Farber was one of the first two enlisted women from the Guard to graduate from Ranger School and the very first from the Pennsylvania National Guard.

In a new Army release, she offered a frank assessment of the Army's most arduous leadership course, which she called the “hardest course” she'd ever done despite being as physically and mentally prepared as she possibly could have been.

“You're cold, you're wet, everything's frozen, and you're tired — you only had about 20 minutes of sleep — and then you get up and you have to do everything in the misery,” said Farber, who currently works as a medical instructor at Fort Indiana Town Gap's 166th Regiment Regional Training Institute, said. “I was ready to be done because it was all of the things I hate, combined.”

“All your squad-mates and the guys in your platoon, they get you through it,” she added. “You 100 percent don't get through Ranger School on your own.”

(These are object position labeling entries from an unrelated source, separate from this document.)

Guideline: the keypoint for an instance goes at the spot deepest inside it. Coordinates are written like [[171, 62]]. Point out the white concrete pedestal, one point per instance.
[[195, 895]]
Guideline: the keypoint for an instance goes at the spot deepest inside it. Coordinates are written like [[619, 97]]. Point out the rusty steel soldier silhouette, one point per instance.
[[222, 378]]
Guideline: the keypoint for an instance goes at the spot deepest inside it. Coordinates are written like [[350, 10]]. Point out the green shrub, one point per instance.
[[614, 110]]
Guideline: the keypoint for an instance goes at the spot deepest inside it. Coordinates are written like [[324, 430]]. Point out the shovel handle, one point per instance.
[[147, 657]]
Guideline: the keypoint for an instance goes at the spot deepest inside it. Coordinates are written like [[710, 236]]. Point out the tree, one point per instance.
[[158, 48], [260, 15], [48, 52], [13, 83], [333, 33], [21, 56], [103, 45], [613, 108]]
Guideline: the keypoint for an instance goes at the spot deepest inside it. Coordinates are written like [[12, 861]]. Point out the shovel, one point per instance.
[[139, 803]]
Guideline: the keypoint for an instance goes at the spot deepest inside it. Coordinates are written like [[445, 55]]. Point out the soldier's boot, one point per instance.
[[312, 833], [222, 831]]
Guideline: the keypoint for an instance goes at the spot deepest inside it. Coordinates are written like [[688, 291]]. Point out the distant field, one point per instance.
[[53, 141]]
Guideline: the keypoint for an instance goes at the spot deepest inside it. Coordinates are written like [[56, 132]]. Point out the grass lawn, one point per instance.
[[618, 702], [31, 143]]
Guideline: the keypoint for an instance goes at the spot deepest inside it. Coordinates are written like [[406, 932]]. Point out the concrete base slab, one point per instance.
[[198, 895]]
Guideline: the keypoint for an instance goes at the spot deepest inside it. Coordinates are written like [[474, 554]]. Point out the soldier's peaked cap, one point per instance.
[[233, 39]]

Farber spent a year training for the course and graduated alongside a South Carolina National Guard soldier, Staff Sgt. Jessica Smiley, on Dec. 13.

According the Army, only 42 women have received their Ranger tabs since the course was opened up to women in 2015.

Farber was one of six women in her class of 400, and only four of them made it to graduation.

In the Army release, Farber said she's “kind of used to being the only female when it comes to stuff like this,” and that while she primarily wanted to complete the course to sharpen her leadership skills, she had another motivation: “A lot of people said I couldn't do it, so I wanted to prove them wrong.”

Although she didn't seek the celebrity, Farber now hopes to inspire other young women with her accomplishment.

“I had a few students from the course I teach reach out to me, and they told me how they showed their daughter pictures of it and told their daughters they can do anything,” she said. “That's probably one of the coolest things that have come out of it.”